The TMA Revolution (Async Copy)
Difficulty: Advanced Prerequisites: Tutorial 04: The Parallel Copy
1. The Problem (The "Why")
"The CPU is wasting time calculating addresses for copies. Let the hardware do it."
Until now, we have used TiledCopy to coordinate warps and threads to fetch data from global memory into shared memory. The problem? Every single thread is computing memory addresses. For each element loaded, threads execute instructions just to resolve address = coord · stride. This burns registers and arithmetic logic unit (ALU) cycles that should be spent on matrix multiplication.

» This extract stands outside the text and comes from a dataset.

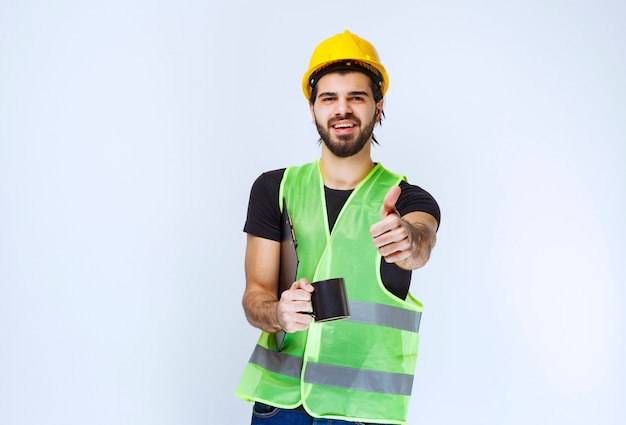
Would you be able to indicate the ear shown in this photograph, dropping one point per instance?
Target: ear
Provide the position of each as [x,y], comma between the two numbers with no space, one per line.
[379,110]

With the Hopper and Blackwell architectures, NVIDIA introduced the Tensor Memory Accelerator (TMA). Instead of having 128 threads manually calculating pointers and copying data, a single thread can offload the entire tile copy to dedicated hardware.

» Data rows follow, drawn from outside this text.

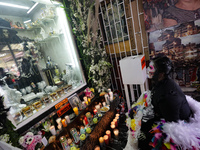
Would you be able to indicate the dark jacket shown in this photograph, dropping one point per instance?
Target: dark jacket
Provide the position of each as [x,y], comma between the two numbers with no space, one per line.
[169,101]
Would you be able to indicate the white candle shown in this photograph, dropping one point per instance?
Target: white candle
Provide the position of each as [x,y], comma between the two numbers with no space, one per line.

2. The Mental Model (The Visual)
If TiledCopy is a warehouse crew of 128 workers carrying boxes (where each worker calculates their path), TMA is an autonomous forklift with a manifest.

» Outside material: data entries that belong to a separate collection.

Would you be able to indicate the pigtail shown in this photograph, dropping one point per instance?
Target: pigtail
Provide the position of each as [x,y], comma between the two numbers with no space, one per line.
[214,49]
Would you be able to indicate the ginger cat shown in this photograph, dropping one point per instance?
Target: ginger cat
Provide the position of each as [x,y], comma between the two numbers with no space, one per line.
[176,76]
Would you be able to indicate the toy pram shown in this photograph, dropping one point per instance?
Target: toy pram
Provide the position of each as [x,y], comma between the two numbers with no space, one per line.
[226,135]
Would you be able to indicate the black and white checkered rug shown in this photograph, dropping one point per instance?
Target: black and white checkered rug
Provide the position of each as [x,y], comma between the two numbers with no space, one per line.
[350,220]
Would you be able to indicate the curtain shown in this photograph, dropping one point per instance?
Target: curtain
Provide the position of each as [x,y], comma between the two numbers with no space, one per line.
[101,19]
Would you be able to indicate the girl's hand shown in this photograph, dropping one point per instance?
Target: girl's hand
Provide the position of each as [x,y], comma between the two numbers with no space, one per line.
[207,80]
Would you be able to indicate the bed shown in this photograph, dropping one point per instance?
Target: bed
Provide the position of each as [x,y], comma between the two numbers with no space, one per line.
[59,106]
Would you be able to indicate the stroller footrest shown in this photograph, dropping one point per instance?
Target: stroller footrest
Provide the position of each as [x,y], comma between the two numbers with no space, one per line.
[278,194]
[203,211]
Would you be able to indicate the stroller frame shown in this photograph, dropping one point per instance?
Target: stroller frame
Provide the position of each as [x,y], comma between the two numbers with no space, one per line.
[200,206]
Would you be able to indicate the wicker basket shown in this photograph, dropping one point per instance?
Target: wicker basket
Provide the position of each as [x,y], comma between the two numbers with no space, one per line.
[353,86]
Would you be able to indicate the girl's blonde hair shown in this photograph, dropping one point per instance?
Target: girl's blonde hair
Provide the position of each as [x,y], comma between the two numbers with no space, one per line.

TiledCopy (threads do address math):
128 workers compute addresses:
address = coord · stride
Then load/store each element.
[threads] ──address math──▶ LDG/LDS ──▶ smem
TMA (hardware does address math):
1 dispatcher submits a manifest (descriptor).
The TMA engine moves the entire pallet.
[one thread] ──submit manifest──▶ TMA engine ──▶ smem
You create the manifest on the host, hand it to the forklift inside the kernel, and the hardware handles the rest asynchronously.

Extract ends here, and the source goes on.